Comment by bayindirh
Comment by bayindirh 20 hours ago
AMD has two driver teams at this point. One of Linux/Open Source, one for Catalyst/Closed source, and they are not allowed to interact.
Because, there are tons of IP and trade secrets involved in driver development and optimization. Sometimes game related, sometimes for patching a rogue application which developers can't or don't fix, etc. etc.

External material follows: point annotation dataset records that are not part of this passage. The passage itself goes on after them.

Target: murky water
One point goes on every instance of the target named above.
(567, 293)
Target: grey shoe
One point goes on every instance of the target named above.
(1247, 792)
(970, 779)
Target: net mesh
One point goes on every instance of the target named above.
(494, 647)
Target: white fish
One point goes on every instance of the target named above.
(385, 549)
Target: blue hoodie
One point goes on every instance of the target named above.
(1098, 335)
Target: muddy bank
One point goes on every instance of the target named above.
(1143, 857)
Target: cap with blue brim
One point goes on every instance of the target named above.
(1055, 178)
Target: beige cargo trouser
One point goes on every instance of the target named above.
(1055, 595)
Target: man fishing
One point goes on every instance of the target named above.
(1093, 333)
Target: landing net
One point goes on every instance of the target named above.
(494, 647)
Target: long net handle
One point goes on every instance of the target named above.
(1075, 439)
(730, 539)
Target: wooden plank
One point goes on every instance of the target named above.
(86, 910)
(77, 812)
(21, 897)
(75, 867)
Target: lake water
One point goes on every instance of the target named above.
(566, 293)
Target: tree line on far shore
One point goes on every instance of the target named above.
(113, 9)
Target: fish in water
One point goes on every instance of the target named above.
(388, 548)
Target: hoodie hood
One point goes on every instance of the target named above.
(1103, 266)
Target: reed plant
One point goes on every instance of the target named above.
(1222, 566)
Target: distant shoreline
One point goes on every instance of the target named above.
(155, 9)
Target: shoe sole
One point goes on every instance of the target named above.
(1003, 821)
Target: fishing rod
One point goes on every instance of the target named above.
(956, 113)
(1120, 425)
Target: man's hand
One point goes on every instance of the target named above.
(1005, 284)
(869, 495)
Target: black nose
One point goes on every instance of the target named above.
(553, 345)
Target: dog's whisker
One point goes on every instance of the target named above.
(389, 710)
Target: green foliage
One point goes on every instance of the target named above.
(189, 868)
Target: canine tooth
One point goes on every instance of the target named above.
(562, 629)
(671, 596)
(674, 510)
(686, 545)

GPU drivers are ought to be easy, but in reality, they are not. The open source drivers are "vanilla" drivers without all these case-dependent patching and optimization. Actually, they really work well out of the box for normal desktop applications. I don't think there are any cards which do (or will) not work with the open source kernel drivers as long as you use a sufficiently recent version.
...and you mention ROCm.
I'm not sure how ROCm's intellectual underpinnings are but, claiming lack of effort is a bit unfair to AMD. Yes, software was never their strong suit, but they're way better when compared to 20 years earlier. They have a proper open source driver which works, and a whole fleet of open source ROCm packages, which is very rigorously CI/CD tested by their maintainers now.
Do not forget that some of the world's most powerful supercomputers run on Instinct cards, and AMD is getting tons of experience from these big players. If you think the underpinnings of GPGPU libraries are easy, I can only say that the reality is very different. The simple things people do with PyTorch and other very high level libraries pull enormous tricks under the hood, and you're really pushing the boundaries of the hardware performance and capability-wise.
NVIDIA is not selling a tray full of switches and GPUs and require OEMs to integrate it as-is for no reason. On the other hand, the same NVIDIA acts very slowly to enable an open source ecosystem.
So, yes, AMD is not in an ideal position right now, but calling them incompetent doesn't help either.
P.S.: The company which fought for a completely open source HDMI 2.1 capable display driver is AMD, not NVIDIA.
I accept that there are two teams for reasons that include IP. However, Nvidia must have the same problem and they appear not to be hamstrung by it. So what is the difference?